TorchLean: Formalizing Neural Networks in Lean

Neural networks are increasingly deployed in scientific, safety critical, and mission critical pipelines, yet verification and analysis are often performed outside the programming environment that defines and runs the model. This creates a semantic gap between the executed network and the analyzed artifact: guarantees can depend on implicit conventions about operator semantics, tensor layouts, preprocessing, floating-point behavior, graph transformations, accelerated kernels, and external certificates. We present TorchLean, a unified framework for formalizing, executing, and verifying neural networks in Lean 4. TorchLean treats learned models as executable programs and mathematical objects with a shared semantics for computation, verification, and theorem proving.

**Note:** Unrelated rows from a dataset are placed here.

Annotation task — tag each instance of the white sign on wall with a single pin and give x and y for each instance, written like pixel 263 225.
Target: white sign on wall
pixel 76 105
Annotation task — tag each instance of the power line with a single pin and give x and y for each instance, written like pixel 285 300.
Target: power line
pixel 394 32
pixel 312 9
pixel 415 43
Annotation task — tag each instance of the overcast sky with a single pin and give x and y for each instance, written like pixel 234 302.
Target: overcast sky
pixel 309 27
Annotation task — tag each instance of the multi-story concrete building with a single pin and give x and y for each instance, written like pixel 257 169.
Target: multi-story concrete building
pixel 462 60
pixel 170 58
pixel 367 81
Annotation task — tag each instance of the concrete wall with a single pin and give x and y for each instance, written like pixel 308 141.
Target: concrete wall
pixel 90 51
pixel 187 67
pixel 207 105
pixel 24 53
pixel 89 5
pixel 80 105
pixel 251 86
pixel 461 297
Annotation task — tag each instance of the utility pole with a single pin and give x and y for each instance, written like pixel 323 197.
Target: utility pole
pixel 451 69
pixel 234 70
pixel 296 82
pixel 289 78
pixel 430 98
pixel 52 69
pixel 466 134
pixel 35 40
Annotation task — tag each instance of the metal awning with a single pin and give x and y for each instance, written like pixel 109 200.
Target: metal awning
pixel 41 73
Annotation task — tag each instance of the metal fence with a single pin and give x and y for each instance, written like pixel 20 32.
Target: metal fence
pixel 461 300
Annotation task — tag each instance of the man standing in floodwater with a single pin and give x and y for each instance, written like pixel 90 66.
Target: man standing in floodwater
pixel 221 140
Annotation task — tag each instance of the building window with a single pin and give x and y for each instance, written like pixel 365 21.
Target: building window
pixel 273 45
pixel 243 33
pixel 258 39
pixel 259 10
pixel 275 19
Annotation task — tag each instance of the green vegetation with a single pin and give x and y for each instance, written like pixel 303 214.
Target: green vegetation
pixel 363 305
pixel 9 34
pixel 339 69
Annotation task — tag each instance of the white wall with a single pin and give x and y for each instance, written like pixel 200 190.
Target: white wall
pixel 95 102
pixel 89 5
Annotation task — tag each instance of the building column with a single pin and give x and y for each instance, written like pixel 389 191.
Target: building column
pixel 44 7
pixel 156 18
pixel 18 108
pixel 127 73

The framework provides a PyTorch style API for typed tensors, layers, objectives, optimizers, automatic differentiation, and graph programs, with eager and compiled execution paths that lower to a common computation-graph representation. TorchLean supports exact and finite-precision tensor semantics, verified reverse-mode differentiation, interval and affine bound propagation, CROWN/LiRPA style certificate checking, import/export workflows, and CUDA-backed execution through explicit FFI boundaries. It also includes semantic layers for attention and FlashAttention, state-space sequence models, diffusion and sampling processes, probability kernels, reinforcement-learning objectives and Markov decision processes, and self-supervised objectives such as masked autoencoding, JEPA-style predictive views, and variance/correlation-based anti-collapse losses. Together, these components provide a semantic foundation for verified machine learning, where executable neural network artifacts, verification procedures, runtime boundaries, and mathematical claims can be stated and related inside one theorem-proving environment.

翻译：神经网络越来越多地部署在科学、安全关键及任务关键型管线中，但其验证与分析往往在定义和运行模型的编程环境之外进行。这造成了执行网络与被分析构件之间的语义鸿沟：保证可能依赖于关于算子语义、张量布局、预处理、浮点行为、图变换、加速内核及外部证书的隐式约定。我们提出TorchLean——一个在Lean 4中形式化、执行及验证神经网络的统一框架。TorchLean将学习模型视为可执行程序与数学对象，并赋予计算、验证及定理证明共享的语义基础。该框架提供PyTorch风格的API，支持类型化张量、层、目标函数、优化器、自动微分及图程序，具备即时与编译两种执行路径，并降级至统一的计算图表示。TorchLean支持精确与有限精度张量语义、经过验证的反向模式微分、区间与仿射边界传播、CROWN/LiRPA风格的证书检查、导入/导出工作流，以及通过显式FFI边界实现的CUDA后端执行。它还包含注意力机制与FlashAttention的语义层、状态空间序列模型、扩散与采样过程、概率核、强化学习目标与马尔可夫决策过程，以及自监督目标（如掩码自编码、JEPA风格的预测视图及基于方差/相关性的抗坍缩损失）。这些组件共同为经过验证的机器学习提供语义基础，使得可执行神经网络构件、验证过程、运行时边界及数学声明能够在一个定理证明环境中被陈述并相互关联。